Рада бабенка полтиннику, и хоть думала она за холстину свою рублика четыре получить, и хоть она все-таки топочется как-то нескладно и головою вертит, получая полтинник, но все же рада, что успела товар свой продать. А тут уж целая куча мужиков и баб стоит, своей очереди дожидается. Без шапок все, ровно перед начальником, стоят и мнутся, с ноги на ногу тихохонько переступают.
- За милостью вашей, Иван Липатыч, рождеством еще ржицы вам привозил, маленько должку оставалось, - получить бы желательно было.
- Некогда мне с тобой разговаривать. В слободное время толкнись, получишь сполна, а теперь не мешай.
- Надобно нам очинно деньги-то…
- Разговаривай по субботам. Мне, думаешь, не нужны деньги-то?
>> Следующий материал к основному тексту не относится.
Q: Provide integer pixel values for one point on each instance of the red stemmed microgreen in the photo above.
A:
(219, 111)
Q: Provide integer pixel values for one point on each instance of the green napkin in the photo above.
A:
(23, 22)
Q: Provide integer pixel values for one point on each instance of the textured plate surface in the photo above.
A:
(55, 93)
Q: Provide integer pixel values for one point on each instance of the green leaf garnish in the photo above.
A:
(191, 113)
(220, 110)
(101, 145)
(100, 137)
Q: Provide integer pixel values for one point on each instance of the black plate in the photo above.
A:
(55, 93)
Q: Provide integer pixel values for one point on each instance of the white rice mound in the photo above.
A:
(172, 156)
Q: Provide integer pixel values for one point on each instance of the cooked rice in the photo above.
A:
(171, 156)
Расходу-то побольше твоего держим.
- Вестимо побольше, - уныло поет мужик: - только ты выручи меня, Христа ради.
- Иди уж, иди поскорей, - шепчут мужику из толпы…
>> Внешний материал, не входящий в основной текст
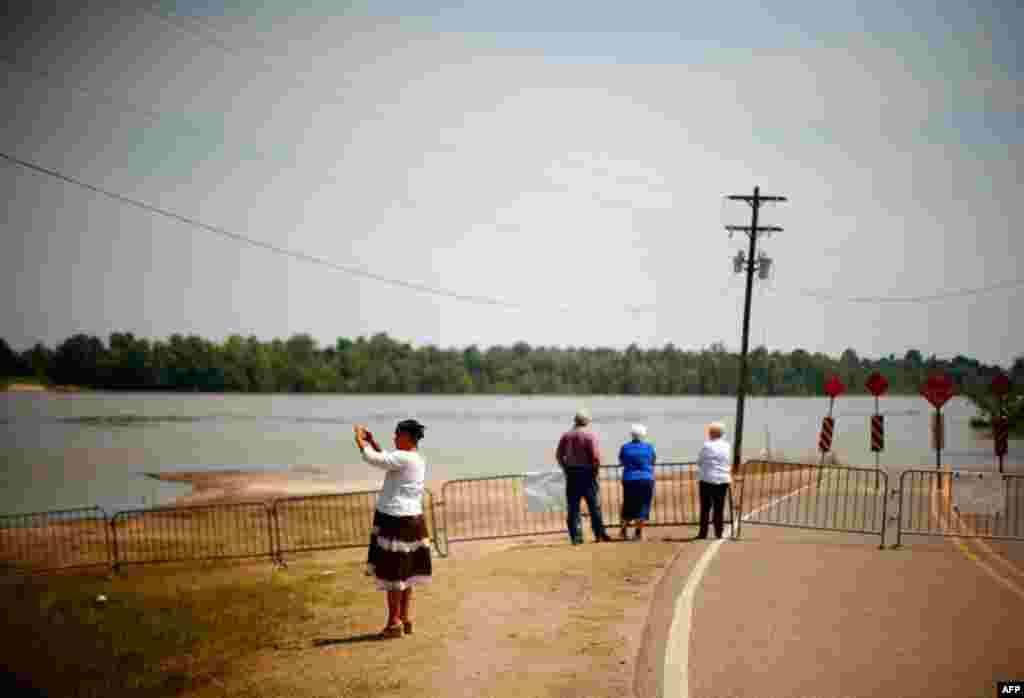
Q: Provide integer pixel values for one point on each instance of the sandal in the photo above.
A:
(392, 631)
- Батюшка, Иван Липатыч! Снабди ты мне, бога ради, три серебра! Я тебе вот и заклад принесла, - плачет старуха-мещанка и какое-то старое ситцевое тряпье благодетелю показывает.
- Нет у меня такой суммы. Не мешай, бабка.
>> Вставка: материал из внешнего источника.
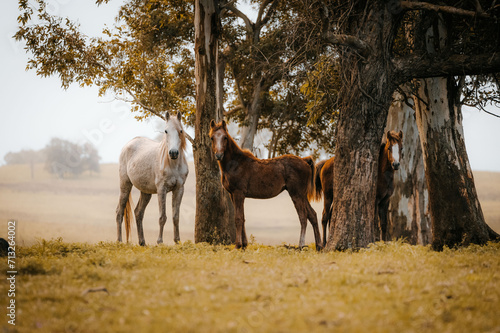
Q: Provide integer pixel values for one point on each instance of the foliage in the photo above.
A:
(139, 60)
(147, 59)
(389, 287)
(64, 157)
- Батюшка! Сына становой в кандалы кует - откупить хочу. Родителя твоего покойного знала. Он мне давал, бывало, взаймишки-то, дай и ты.
- Нету, нету, баушка! Поди-ка ты отсюда, не разговаривай ты пустяков-то, старый ты человек.
- Штобы у тебя и не было их никогда, разбойник ты безжалостный! Штоб вам обоим с батькой с твоим, мошенникам, не видать ни дна, ни покрышки, проклятым, - вопит сердитая старуха.
- Ишь, старая, ругается как, - сквозь зубы бормочет Иван Липатыч: - грех только бранить стариков-то; я бы тебе нос-то утер…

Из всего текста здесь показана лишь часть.